Friday, October 18, 2013

Axe Giant: The Wrath Of Paul Bunyan (2013)

In the year 18-something-er-other, lumberjacks at a logging camp in the snowy mountains of Minnesota or somewhere are facing a harsh, lean winter. Fortunately, the cook has an enormous ox roasting on the spit with enough meat to last the camp for weeks. One problem - that ox was the famous Babe the Blue Ox, beloved friend of legendary giant lumberjack Paul Bunyan. And he is pissed.

Paul massacres the camp with his axe like he's felling a stand of cedars. There is digital blood and gore a-plenty - and even digital snow! The whole camp gets hacked up real good and then we fast-forward a hundred years.

(Sidebar: I'll never understand why digital gore effects have taken the place of the practical stuff in cheap horror movies. It can't be that much of a cost savings. Maybe cheap-o filmmakers are just lazier these days. Well, laziness is apparent in every other aspect of this movie. Might as well have lazy gore effects, too.)

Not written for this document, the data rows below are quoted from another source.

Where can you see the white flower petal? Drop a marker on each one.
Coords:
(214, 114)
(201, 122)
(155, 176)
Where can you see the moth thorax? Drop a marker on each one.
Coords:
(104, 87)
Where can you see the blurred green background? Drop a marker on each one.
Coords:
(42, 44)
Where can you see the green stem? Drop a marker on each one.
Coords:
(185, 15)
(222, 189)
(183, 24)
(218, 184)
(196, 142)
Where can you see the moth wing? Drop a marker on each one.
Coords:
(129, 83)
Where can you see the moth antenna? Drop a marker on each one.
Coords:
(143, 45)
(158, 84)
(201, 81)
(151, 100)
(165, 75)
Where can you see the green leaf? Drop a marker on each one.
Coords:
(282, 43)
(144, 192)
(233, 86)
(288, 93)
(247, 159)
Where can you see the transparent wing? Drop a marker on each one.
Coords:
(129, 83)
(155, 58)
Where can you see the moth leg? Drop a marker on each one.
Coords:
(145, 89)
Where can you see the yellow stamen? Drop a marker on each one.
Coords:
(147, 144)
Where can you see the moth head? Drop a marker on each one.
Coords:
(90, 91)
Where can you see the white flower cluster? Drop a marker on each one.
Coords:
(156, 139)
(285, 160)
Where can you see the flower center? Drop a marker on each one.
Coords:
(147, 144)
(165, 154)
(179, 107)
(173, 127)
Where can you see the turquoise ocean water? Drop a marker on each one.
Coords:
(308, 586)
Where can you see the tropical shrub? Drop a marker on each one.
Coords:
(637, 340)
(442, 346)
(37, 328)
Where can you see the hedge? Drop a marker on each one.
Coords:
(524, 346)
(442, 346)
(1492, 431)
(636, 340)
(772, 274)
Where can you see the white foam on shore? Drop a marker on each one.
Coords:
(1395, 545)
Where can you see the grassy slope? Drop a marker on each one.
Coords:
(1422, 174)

So we join the modern day with a van-load of small-time criminals being shipped up the mountain for a boot-camp sort of experience: the First Offenders Program. The half-dozen or so walking clichés are supervised by a no-nonsense R. Lee Ermey-wannabe drill instructor and a kind-hearted social worker.

Up on the mountain, the group gets put through various humiliations until one of them breaks the horn off of a giant animal skull he found on a hike. Turns out this, naturally, was Babe's skull. And Paul Bunyan (who has some convenient disease whereby he grows huge and lives for well over a hundred years) is pissed. More digital hacking ensues.

Eventually a crusty old mountain man played by Martin Sheen's brother, Joe Estevez, tells the remaining not-yet-dead protagonists all about the "real" story of Paul Bunyan. Then there's more digital hacking and a cheap-o ending and a folksy song about Paul Bunyan over the closing credits.

Axe Giant: The Wrath Of Paul Bunyan makes for a nice palate-cleanser after The Poughkeepsie Tapes. It fits right in with the usual Syfy Channel lineup (though surprisingly was not made by The Asylum) with watchable levels of cheese, bad acting, bad computer effects, and general good-natured half-assery. If you're looking for a fun, light, bad horror movie to watch and you don't want to fool with shark-dispensing tornadoes, you could do worse than queueing up Axe Giant on Netflix and riffing on it with friends.